Si tel était le cas, elle n'aurait pas séduit autant d'esprits brillants de son époque qui ont tout abandonné pour sa prédication religieuse. Il y a autre chose, mais quoi ? Qui lui souffle ces idées sur Adam qui recoupent si étrangement une certaine mystique juive ? Qui lui dicte les centaines de pages qu'elle écrit ?
J'ai parcouru les témoignages de "Toutes les Oeuvres d'Antoinette Bourignon", un recueil de courriers détaillés de Flamands contemporains d'Antoinette qui certifient qu'elle était la plus honnête des personnes et la plus charitable. Ce sont pour la plupart des protestants qui saturent leurs commentaires de références bibliques pour assurer que rien chez "la Bourignon" ne dépassait de ce cadre et que c'était une vraie sainte. Une sainte ou une possédée ? Probe elle l'était, au point de rester attachée au catholicisme romain en terre réforme, malgré son excommunication : on ne peut pas lui reprocher de chercher à s'adapter à son auditoire, ce qui ne l'empêche pas de fasciner les calvinistes. Son austérité à l'égard de l'argent et des plaisirs de la chair ne fait pas de doute non plus - mais Hilaire Belloc ne disait-il pas que les hérétiques faisaient toujours surenchère de vertu, qu'ils étaient inspirés par le diable pour ce faire ? Dans le cas de Bourignon, on hésite tout de même, un peu comme à propos d'Origène. Comment tant de vertus et tant d'intuitions bibliques pourraient-elles n'avoir comme fin que la perte de la chrétienté ? Alors quoi ? Un christianisme alternatif, ou simplement "autre", qui aurait dû se voir reconnaître une place parmi d'autres options bibliques ? On ne sait. Antoinette Bourignon était convaincue d'être la voix du vrai christianisme, du seul, et pour elle toutes les églises protestantes comme catholiques mouraient d'hypocrisie et de dépravation, c'était la fin des temps, seuls ses disciples seraient sauvés. Orgueil des fondateurs de secte. Sans doute la plus grande preuve du luciférisme de cette dame. Mais faut-il mettre au compte aussi d'une inspiration sulfureuse les dons de discernement qu'elle avait qui lui faisaient voir qu'une femme avait épousé son mari seulement sous l'inspiration d'un démon (ce que ladite femme devait avouer spontanément à son curé en confession peu de temps après) ou repérer qui était son ennemi ou son allié au moindre coup d'oeil ? Avec le même discernement et la même foi elle pouvait prédire à quelqu'un qu'il guérirait bientôt, et à quelle condition ou qu'il mourrait. Cependant point de miracles à son actif comme à celui du Padre Pio. Pas de lévitation, pas de dédoublement, pas de guérisons spectaculaires. A ceux qui le regrettent les témoins répondent "sa personnalité seule, sa douceur, sa patience, son humilité et sa persévérance à elles seules valaient tous les miracles".

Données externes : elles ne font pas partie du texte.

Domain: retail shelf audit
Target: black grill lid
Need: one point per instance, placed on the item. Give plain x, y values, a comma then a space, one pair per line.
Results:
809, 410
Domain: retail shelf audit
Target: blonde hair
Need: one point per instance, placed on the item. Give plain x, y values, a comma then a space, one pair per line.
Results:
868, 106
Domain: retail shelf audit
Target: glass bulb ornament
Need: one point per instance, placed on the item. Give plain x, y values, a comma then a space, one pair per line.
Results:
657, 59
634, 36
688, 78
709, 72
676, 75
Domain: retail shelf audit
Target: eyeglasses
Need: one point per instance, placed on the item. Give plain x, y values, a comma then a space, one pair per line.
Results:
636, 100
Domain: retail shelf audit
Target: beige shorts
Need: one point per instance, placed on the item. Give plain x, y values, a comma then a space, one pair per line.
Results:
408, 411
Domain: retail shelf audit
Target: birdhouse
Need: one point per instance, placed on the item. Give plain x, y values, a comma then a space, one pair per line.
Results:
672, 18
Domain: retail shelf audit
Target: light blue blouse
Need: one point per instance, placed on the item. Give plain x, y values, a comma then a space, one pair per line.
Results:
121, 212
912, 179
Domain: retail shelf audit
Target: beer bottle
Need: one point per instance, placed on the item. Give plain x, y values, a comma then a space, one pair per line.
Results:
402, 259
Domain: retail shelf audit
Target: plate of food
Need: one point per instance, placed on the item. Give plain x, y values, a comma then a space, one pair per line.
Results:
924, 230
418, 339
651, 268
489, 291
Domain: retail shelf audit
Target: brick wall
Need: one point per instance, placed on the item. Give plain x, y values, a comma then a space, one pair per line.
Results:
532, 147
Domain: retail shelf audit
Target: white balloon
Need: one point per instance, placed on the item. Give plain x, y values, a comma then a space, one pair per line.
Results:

Etrange phénomène tout de même. Et ses disciples qui l'accompagnèrent d'une ville à l'autre aux Pays-bas fuyant les persécutions que sont-ils devenus après sa mort ? Croyaient-ils tous en l'idéal androgyne aussi fermement qu'elle même ? Il y aurait un livre à écrire sur eux.
Les visionnaires hérétiques sont toujours embarrassants. Parfois ils avancent des questions nouvelles voire des intuitions sur les textes sacrés qui peuvent stimuler les recherches. Il arrive souvent que des exégètes canoniques aillent regarder les "trouvailles" des hérétiques. Par exemple dans cette conférence à l'Ecole nationale des Chartes de 2015 (minute), l'historien de l'art Yves Christe rappelle que le donatiste Tyconius (IVe siècle) dans ses commentaires de l'Apocalypse était utilisé par les auteurs "orthodoxes", quoiqu'avec réticence : Primase évêque d'Hadrumète au milieu du VIe siècle dit à son propos qu'il l'a utilisé mais qu'il a été "chercher des perles dans du fumier". Bède le Vénérable dit qu'il est allé chercher "des roses parmi les épines". En se penchant sur certaines intuitions d'Antoinette Bourignon, risque-t-on de trouver des perles dans du fumier ?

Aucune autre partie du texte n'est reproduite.